Create analysis dataset:

# Set seed for reproducibility
set.seed(553)

# Create BMI categories and prepare data
bp_bmi_data <- NHANES %>%
  filter(Age >= 18 & Age <= 65) %>%  # Adults 18-65
  filter(!is.na(BPSysAve) & !is.na(BMI)) %>%
  mutate(
    bmi_category = case_when(
      BMI < 25 ~ "Normal",
      BMI >= 25 & BMI < 30 ~ "Overweight",
      BMI >= 30 ~ "Obese",
      TRUE ~ NA_character_
    ),
    bmi_category = factor(bmi_category, 
                         levels = c("Normal", "Overweight", "Obese"))
  ) %>%
  filter(!is.na(bmi_category)) %>%
  select(ID, Age, Gender, BPSysAve, BMI, bmi_category)

# Display first few rows
head(bp_bmi_data) %>% 
  kable(caption = "Blood Pressure and BMI Dataset (first 6 rows)")
Blood Pressure and BMI Dataset (first 6 rows)
ID Age Gender BPSysAve BMI bmi_category
51624 34 male 113 32.22 Obese
51624 34 male 113 32.22 Obese
51624 34 male 113 32.22 Obese
51630 49 female 112 30.57 Obese
51647 45 female 118 27.24 Overweight
51647 45 female 118 27.24 Overweight
# Check sample sizes
table(bp_bmi_data$bmi_category)
## 
##     Normal Overweight      Obese 
##       1939       1937       2150

Interpretation: We have 6026 adults with complete BP and BMI data across three BMI categories.


Step 2: Descriptive Statistics

# Calculate summary statistics by BMI category
summary_stats <- bp_bmi_data %>%
  group_by(bmi_category) %>%
  summarise(
    n = n(),
    Mean = mean(BPSysAve),
    SD = sd(BPSysAve),
    Median = median(BPSysAve),
    Min = min(BPSysAve),
    Max = max(BPSysAve)
  )

summary_stats %>% 
  kable(digits = 2, 
        caption = "Descriptive Statistics: Systolic BP by BMI Category")
Descriptive Statistics: Systolic BP by BMI Category
bmi_category n Mean SD Median Min Max
Normal 1939 114.23 15.01 113 78 221
Overweight 1937 118.74 13.86 117 83 186
Obese 2150 121.62 15.27 120 82 226

Observation: The mean SBP appears to increase from Normal (114.2) to Overweight (118.7) to Obese (121.6).
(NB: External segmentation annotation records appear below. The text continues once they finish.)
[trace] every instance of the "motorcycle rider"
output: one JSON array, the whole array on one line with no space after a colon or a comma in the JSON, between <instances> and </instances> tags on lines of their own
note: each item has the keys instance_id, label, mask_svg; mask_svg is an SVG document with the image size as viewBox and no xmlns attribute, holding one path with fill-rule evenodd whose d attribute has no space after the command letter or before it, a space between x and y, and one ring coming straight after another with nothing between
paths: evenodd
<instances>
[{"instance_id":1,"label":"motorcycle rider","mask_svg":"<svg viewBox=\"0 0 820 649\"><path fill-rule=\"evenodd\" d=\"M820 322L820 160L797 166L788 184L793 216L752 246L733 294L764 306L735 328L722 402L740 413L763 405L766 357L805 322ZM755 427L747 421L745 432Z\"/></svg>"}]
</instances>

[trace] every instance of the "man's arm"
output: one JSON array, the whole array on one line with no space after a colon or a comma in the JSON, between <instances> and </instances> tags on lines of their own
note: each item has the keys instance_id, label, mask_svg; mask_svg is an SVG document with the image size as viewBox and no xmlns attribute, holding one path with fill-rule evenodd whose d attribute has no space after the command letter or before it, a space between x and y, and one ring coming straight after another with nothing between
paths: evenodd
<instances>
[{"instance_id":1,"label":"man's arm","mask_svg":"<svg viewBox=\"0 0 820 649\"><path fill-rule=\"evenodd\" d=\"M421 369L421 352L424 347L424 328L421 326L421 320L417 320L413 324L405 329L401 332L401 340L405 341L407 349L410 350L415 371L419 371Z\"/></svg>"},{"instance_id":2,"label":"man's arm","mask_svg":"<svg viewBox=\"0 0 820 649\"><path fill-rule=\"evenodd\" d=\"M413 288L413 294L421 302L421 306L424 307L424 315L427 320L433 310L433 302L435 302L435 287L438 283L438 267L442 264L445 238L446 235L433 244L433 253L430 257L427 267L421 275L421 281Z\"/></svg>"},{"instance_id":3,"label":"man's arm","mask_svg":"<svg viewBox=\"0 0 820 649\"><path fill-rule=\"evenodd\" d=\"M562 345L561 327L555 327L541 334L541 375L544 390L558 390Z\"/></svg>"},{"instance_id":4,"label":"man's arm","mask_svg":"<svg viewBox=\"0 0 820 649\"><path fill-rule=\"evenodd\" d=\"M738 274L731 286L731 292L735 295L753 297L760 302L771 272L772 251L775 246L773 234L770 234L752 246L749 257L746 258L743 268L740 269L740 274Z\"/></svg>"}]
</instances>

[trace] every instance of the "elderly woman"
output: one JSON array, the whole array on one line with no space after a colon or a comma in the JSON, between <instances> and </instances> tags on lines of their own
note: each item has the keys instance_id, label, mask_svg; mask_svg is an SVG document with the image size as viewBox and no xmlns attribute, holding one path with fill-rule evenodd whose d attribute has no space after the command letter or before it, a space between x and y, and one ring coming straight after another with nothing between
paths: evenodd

But is this difference statistically significant?


Step 3: Visualize the Data

# Create boxplots with individual points
ggplot(bp_bmi_data, 
  aes(x = bmi_category, y = BPSysAve, fill = bmi_category)) +
  geom_boxplot(alpha = 0.7, outlier.shape = NA) +
  geom_jitter(width = 0.2, alpha = 0.1, size = 0.5) +
  scale_fill_brewer(palette = "Set2") +
  labs(
    title = "Systolic Blood Pressure by BMI Category",
    subtitle = "NHANES Data, Adults aged 18-65",
    x = "BMI Category",
    y = "Systolic Blood Pressure (mmHg)",
    fill = "BMI Category"
  ) +
  theme_minimal(base_size = 12) +
  theme(legend.position = "none")

What the plot tells us:

  • There appears to be a trend: higher BMI categories have higher median SBP
  • The boxes overlap, but the obese group appears shifted upward
  • Variability (box heights) looks similar across groups

Step 4: Set Up Hypotheses

Null Hypothesis (H₀): μ_Normal = μ_Overweight = μ_Obese
(All three population means are equal)

Alternative Hypothesis (H₁): At least one population mean differs from the others

Significance level: α = 0.05


Step 5: Fit the ANOVA Model

# Fit the one-way ANOVA model
anova_model <- aov(BPSysAve ~ bmi_category, data = bp_bmi_data)

# Display the ANOVA table
summary(anova_model)
##                Df  Sum Sq Mean Sq F value Pr(>F)    
## bmi_category    2   56212   28106   129.2 <2e-16 ***
## Residuals    6023 1309859     217                   
## ---
## Signif. codes:  0 '***' 0.001 '**' 0.01 '*' 0.05 '.' 0.1 ' ' 1

Interpretation:

  • F-statistic: 129.24
  • Degrees of freedom: df₁ = 2 (k-1 groups), df₂ = 6023 (n-k)
  • p-value: < 2e-16 (very small)
  • Decision: Since p < 0.05, we reject H₀
  • Conclusion: There is statistically significant evidence that mean systolic BP differs across at least two BMI categories.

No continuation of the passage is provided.